OTOH, `TheStuff` comes out of nowhere with no clues to its origin, and *that*
is a barrier to code-reading IME. Even renaming it to `stuff` would help
approximately zero percent. Parameter? Local? Class member? Global? LLVM has
incredibly few globals for other reasons, but using the same convention for
locals and class members is a real problem for code-reading, especially code
operating in methods for classes you're not super familiar with.

I acknowledge that the current RFC doesn't propose a member naming convention
different from other variables, but IMO it really ought to. *That* is the
distinction that would really help in reading unfamiliar code.
--paulr

I want to reiterate the benefit that underscore_names would bring. To be clear it’s not my favorite style, but it does have a very concrete advantage which is that we have a very large subproject already using it. it doesn’t make sense to do a purely aesthetic move that not everyone is going to agree on anyway, when we could do one with actual tangible value.

There is of course some amount of llvm and clang code which already uses initialLowerCaseNames for variable names too, contrary to the style guide. I don’t know how to easily quantify how much.

E.g. ParseGNUAttributes in clang/include/clang/Parse/Parser.h is one I noticed.

I have to agree with Paul that I think it is rather useful to have a naming convention that distinguishes class members from locals, etc. I’m not sure what that would look like, whether an m prefix for data members would be something others would entertain, but something that makes it clear would probably be useful. To use Paul’s example, I think that mTheStuff vs. TheStuff makes it super easy to visually identify what this is. I imagine this wasn’t mentioned in this thread or previously adopted because of some good reason I am not aware of.

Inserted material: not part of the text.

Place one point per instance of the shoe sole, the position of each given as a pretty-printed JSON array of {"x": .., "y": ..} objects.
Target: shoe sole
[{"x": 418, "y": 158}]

A more minor point about underscores vs camel case - what I like about camel case is that it generally keeps my fingers on the 3 rows of the keyboard I use the most. From an ergonomics perspective, I find typing a whole lot of underscores a bit unnatural. So since I find camel case easier to type and equally as readable, I would favour it over underscores.

fwiw, LLDB also uses m_ for member variables, so if we were to adopt an m prefix, then in conjunction with lowercase_underscore the entire codebase would be conforming.

“CE” was just an example of a less common acronym. I think such an acronym

can be used for various purposes, so it is probably quite local in the code what it

stands for.

We also have other (I think more common) acronyms like TLI for

TargetLoweringInfo, or MF for MachineFunction.

As Krzystzof were saying “Long names should be used where

meaning needs to be conveyed, otherwise they just obfuscate the code

needlessly.”

Having to write out targetLoweringInfo instead of the short form TLI

everywhere would probably obfuscate things (lots of long lines, line splits)

rather than making things easier to read/understand.

FWIW, there is a proposal in the RFC, and the coding standard still say that

acronyms may be used. I still haven’t seen any answers about what the

“correct way” would be when using an acronym if the RFC is accepted.

I’ve only seen answers about _not_ using acronyms, but that has not part

of the RFC afaict.

My point was that the RFC need to be clear about what to do with the

acronyms if we go down that path.

I vote for treating acronyms like any other individual word written in
camel case or snake case. That way, no one has to waste cycles trying
to dodge initial or consecutive acronyms when they make sense.

For example, given acronyms FOO and BAR, the phrase "FOO BAR" becomes
"fooBar", "FooBar", or "foo_bar".

Another occasional bonus is that a dictionary of acronyms isn't
required to automatically convert arbitrary names among the forms.

Some people think UpperCamelCase is ugly for acronyms, such as "Gdb"
or "Llvm". That's the only objection I'm aware of for this approach,
and it annoys me far less than the above issues. Maybe I'm in the
minority.

Joel

I’m concerned about the internal inconsistency we would live with for (likely) many years if there is not a migration plan to converge the code base toward the new naming convention.
(other than that, changing the convention is fine with me, I don’t have much preference here)